The reviewer claims that, having defined clusters in this way, it is
no longer possible to claim significance using FDR-correction.
Furthermore, the reviewer claims that it is misleading to include
non-significant results in tables (text below).
My questions are:
- is anyone aware of a paper on the use of uncorrected thresholds to
define clusters?
- is anyone aware of a paper justifying reporting uncorrected peaks in
tables (for example to facilitate meta-analyses)?
- is anyone aware of a paper justifying thresholding images at
uncorrected levels for illustration purposes?
For those who feel like giving advice on responding, the text is below.
Thank you in advance
Roberto Viviani
University of Ulm, Germany.
REVIEWER's TEXT
What is implied to the reader by stating that "Correction for multiple
comparisons was obtained through the false discovery rate (FDR)

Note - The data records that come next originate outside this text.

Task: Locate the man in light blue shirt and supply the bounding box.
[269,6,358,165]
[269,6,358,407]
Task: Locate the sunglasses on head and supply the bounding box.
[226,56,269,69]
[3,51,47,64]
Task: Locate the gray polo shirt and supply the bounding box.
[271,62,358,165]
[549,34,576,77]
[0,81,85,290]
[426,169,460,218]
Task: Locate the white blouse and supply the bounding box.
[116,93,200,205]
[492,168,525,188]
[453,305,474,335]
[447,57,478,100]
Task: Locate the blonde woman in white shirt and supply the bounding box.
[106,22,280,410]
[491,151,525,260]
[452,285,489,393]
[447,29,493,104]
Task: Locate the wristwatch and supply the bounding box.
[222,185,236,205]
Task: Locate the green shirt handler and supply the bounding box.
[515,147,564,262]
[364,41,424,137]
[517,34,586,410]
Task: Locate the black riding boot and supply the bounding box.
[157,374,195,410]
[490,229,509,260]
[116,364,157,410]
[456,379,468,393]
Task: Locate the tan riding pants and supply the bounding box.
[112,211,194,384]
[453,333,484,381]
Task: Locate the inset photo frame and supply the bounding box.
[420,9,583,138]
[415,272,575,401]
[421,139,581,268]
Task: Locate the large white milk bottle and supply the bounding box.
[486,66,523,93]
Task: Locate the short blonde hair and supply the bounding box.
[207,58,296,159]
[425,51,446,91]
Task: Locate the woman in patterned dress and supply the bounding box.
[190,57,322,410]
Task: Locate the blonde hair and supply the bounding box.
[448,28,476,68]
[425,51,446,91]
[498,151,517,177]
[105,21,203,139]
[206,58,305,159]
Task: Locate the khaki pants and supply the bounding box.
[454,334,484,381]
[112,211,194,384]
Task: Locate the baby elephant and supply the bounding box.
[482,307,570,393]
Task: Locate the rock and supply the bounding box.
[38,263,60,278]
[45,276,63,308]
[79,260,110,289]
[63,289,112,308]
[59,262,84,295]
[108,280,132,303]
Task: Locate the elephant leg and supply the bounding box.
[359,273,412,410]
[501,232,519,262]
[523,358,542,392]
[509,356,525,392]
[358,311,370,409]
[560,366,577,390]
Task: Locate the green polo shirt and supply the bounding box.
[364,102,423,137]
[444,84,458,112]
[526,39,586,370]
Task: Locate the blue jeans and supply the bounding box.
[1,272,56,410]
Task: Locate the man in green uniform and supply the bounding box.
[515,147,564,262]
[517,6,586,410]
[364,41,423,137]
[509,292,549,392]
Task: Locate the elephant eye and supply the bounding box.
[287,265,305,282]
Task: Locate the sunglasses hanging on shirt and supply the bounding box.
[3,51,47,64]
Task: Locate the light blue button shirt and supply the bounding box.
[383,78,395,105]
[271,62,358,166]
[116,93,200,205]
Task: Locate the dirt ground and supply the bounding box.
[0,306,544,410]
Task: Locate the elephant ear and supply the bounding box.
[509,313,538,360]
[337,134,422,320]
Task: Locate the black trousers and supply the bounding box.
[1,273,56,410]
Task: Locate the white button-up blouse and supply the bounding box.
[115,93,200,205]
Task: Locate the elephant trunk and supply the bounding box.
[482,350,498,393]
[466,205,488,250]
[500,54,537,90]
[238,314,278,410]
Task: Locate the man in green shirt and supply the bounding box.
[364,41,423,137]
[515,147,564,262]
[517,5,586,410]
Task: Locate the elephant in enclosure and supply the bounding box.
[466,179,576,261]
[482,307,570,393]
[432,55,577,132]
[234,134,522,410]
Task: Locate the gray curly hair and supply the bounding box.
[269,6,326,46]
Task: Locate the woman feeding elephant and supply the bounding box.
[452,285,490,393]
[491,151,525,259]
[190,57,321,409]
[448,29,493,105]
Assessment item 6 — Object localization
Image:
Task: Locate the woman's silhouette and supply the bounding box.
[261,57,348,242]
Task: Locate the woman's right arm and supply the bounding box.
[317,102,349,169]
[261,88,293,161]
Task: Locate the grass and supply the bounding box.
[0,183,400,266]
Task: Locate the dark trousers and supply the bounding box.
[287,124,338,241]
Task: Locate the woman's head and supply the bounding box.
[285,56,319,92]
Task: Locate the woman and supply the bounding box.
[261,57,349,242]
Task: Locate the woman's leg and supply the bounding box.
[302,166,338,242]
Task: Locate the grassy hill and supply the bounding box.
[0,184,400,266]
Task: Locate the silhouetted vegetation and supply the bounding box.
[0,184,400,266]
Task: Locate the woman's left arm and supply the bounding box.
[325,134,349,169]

approach" is that ALL VOXELS within regions (clusters) listed were
above the threshold for multiple-comparisons, not just that there was
at least one (or more) peak voxels within the cluster that exhibited
such an effect size. In other words, we are concerned with the
significance threshold for the blobs, not the peaks. Readers are
rarely interested in the effect size of a particular voxel. Based on
the authors' response, I'm concerned a false impression is being made
(not necessarily by intention, but in interpretation). In sum, the
threshold for statistical significance for outputted results in the
appended SPM tables are rather clearly NOT CORRECTED FOR MULTIPLE
COMPARISONS. I appreciated the authors attaching this output to make
the point crystal clear.
The authors also state on page 6 of their paper "Cluster-level tests
were conducted on clusters defined by the threshold of p = 0.005,
uncorrected". Instead what should have been stated, by the SPM output
given, was that the threshold for statistical significance was p <
.005 UNCORRECTED for multiple comparisons, with a cluster size
threshold of 50 voxels. PERIOD. THERE WAS NO FURTHER CORRECTION FOR
MULTIPLE COMPARISONS WHATSOEVER. But instead, by the language given,
we should expect the cluster sizes to represent voxels all with
p-values < .05 FDR-corrected - this is extremely unlikely.
|